This Week’s Literal Book Cover Victim: An Abundance of Katherines by John Green
So my first John Green book was The Fault in Our Stars (surprise surprise) but I haven’t liked anything else of his since then. I hated Paper Towns (specifically Margo and then the ending) and I couldn’t even finish Looking for Alaska. So whether I will read An Abundance of Katherines or not is really up in the air.
There is something more minimalist about this cover than many YA covers today. It’s not incredibly minimalist, but I like the basic nature of it; I love the math equation as the carrier for the title, and the outlines of the people in different colors are more effective I think than actual pictures of people would be.
What I think this book is about: Katherine #1 is the new girl at a math gifted special snowflake school. Upon entering her first classroom, she discovers her entire class is also named Katherine. What’s even crazier is all of the Katherines are super good at math, the only thing Katherine #1 has ever been better than others at. Katherine #1 starts having an identity crisis until it is revealed that she is actually just a clone of some original girl named Katherine, and she is part of a scientific program that is tasked with creating super humans to send into space to start a colony on Mars.
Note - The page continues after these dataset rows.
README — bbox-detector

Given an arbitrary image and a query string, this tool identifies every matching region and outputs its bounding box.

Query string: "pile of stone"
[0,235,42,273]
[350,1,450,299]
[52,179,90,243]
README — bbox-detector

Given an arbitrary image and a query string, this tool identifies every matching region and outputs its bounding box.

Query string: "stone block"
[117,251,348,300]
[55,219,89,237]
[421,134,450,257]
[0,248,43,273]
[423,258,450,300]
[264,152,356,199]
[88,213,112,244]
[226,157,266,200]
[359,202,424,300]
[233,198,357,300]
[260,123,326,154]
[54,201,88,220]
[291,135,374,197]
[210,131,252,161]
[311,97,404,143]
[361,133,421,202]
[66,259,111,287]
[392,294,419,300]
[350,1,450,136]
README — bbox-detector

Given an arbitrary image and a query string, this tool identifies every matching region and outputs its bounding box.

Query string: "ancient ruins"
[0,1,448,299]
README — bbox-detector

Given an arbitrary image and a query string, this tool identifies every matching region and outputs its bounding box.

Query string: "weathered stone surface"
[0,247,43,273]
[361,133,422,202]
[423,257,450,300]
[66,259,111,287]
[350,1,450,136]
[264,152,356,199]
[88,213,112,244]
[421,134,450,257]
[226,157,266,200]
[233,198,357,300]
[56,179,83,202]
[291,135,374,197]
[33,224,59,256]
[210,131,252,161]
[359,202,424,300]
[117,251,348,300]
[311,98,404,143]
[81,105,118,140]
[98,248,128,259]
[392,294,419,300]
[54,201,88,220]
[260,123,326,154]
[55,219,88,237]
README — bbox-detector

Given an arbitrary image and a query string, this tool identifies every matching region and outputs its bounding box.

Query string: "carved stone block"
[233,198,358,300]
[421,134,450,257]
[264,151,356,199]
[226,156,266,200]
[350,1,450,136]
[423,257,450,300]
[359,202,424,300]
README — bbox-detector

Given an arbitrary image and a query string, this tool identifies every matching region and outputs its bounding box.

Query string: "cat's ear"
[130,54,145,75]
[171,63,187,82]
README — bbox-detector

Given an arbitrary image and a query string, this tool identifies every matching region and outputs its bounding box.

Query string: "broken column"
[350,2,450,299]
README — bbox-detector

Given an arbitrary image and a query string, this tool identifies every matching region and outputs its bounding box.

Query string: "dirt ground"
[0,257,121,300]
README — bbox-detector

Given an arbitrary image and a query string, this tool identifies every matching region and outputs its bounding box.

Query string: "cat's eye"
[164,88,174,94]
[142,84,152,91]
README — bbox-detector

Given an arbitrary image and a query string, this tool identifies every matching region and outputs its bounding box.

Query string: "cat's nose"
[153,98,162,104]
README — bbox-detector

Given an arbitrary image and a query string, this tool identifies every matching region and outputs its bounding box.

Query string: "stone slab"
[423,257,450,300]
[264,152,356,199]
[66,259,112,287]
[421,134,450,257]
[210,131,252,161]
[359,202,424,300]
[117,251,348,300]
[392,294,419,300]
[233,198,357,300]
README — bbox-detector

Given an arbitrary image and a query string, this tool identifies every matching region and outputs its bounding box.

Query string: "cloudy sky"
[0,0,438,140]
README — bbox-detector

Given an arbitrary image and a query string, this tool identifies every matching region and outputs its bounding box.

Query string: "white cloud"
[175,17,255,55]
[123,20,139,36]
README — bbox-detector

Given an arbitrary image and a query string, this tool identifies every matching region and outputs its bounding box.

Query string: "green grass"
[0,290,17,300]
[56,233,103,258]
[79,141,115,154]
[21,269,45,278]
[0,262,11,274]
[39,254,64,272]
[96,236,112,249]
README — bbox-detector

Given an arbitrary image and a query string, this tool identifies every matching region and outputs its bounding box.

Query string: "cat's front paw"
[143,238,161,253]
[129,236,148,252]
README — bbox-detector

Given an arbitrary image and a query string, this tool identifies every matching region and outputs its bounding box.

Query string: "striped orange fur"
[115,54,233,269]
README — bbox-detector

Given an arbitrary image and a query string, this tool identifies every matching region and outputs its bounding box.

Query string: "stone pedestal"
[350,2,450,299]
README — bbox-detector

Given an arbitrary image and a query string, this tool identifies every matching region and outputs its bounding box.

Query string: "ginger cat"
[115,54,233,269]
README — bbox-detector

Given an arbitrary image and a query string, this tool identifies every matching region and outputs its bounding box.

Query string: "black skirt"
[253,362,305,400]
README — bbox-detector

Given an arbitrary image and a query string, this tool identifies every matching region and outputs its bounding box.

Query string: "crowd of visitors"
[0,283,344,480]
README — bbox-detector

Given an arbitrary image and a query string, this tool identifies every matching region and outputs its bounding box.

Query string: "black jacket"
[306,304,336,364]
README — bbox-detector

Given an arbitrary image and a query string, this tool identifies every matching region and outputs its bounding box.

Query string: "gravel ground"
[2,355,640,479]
Ok, so that’s probably not what An Abundance of Katherines is about. But that could be kind of interesting, right?
What this book is really about: Katherine V thought boys were gross
Katherine X just wanted to be friends
Katherine XVIII dumped him in an e-mail
K-19 broke his heart
When it comes to relationships, Colin Singleton’s type happens to be girls named Katherine. And when it comes to girls named Katherine, Colin is always getting dumped. Nineteen times, to be exact.
On a road trip miles from home, this anagram-happy, washed-up child prodigy has ten thousand dollars in his pocket, a bloodthirsty feral hog on his trail, and an overweight, Judge Judy-loving best friend riding shotgun–but no Katherines. Colin is on a mission to prove The Theorem of Underlying Katherine Predictability, which he hopes will predict the future of any relationship, avenge Dumpees everywhere, and finally win him the girl. Love, friendship, and a dead Austro-Hungarian archduke add up to surprising and heart-changing conclusions in this ingeniously layered comic novel about reinventing oneself.
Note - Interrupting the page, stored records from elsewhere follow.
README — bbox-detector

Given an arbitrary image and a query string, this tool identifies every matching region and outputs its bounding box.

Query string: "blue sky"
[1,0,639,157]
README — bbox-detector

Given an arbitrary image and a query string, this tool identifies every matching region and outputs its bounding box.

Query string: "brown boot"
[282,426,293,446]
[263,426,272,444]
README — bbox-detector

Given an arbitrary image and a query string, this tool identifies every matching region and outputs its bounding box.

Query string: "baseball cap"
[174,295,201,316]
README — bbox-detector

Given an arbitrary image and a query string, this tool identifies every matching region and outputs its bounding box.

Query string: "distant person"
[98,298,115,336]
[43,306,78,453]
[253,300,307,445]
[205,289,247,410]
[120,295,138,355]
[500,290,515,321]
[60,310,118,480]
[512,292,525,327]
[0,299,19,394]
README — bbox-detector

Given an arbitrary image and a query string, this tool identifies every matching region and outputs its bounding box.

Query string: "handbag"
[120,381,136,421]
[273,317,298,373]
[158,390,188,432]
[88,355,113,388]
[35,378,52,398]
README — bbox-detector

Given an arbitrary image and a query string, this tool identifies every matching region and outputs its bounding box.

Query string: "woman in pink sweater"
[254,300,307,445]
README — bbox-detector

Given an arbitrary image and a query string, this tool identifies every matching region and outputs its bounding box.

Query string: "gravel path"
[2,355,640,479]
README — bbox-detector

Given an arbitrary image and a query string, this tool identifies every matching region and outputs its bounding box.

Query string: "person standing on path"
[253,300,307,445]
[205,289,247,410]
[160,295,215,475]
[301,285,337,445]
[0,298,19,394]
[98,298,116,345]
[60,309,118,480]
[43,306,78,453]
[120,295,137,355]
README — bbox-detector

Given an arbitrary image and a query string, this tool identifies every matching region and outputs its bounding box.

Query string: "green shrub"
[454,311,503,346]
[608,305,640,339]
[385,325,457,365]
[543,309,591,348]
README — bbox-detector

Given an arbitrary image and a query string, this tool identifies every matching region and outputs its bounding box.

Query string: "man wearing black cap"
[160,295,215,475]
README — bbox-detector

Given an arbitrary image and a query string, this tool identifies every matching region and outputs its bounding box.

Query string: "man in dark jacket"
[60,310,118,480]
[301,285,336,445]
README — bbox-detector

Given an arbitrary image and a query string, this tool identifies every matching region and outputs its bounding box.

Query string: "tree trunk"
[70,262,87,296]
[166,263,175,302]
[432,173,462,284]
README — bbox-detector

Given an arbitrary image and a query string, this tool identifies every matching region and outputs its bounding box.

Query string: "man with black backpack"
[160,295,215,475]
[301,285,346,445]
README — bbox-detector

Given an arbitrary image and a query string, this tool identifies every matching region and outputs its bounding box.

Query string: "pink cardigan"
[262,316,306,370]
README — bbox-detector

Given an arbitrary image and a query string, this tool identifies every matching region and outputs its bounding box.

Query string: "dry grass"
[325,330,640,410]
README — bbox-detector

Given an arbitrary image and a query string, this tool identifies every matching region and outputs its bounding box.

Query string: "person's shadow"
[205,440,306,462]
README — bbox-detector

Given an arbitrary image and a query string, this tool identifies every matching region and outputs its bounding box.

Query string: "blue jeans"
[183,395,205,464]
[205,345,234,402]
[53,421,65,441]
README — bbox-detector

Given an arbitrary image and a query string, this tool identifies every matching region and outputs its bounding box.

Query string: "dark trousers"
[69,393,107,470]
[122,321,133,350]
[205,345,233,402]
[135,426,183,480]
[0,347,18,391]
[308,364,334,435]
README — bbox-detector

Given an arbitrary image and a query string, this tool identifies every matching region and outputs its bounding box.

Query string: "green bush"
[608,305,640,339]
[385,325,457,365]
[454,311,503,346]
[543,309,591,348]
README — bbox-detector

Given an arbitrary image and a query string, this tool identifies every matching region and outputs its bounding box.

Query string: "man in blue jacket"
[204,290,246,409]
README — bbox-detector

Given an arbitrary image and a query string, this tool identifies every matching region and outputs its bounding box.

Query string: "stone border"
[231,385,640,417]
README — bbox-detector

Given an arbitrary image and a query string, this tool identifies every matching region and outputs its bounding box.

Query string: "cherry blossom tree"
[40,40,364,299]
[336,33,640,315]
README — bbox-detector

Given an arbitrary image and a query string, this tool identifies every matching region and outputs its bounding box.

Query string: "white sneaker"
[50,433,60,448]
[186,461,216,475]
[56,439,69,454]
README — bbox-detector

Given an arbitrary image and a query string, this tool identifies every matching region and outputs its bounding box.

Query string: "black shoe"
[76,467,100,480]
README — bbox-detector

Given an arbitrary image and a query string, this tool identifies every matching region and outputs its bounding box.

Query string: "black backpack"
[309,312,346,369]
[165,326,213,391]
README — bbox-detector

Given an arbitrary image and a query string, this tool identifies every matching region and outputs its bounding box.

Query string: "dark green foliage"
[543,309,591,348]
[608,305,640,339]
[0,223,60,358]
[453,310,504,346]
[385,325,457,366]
Yep, sounds like a John Green novel. Probably won’t be picking this one up anytime soon, but it’ll probably stay on the TBR.
Which version of An Abundance of Katherines would you prefer to read?
Link up, and let me know how you judged this week’s book cover!
Oh I MUCH prefer the first one, which sounded rather enjoyable and engrossing, whereas the second one just sounded… gross.
hahaha I thought so too! I’m not really a fan of John Green, though, like I said, I did love The Fault in Our Stars.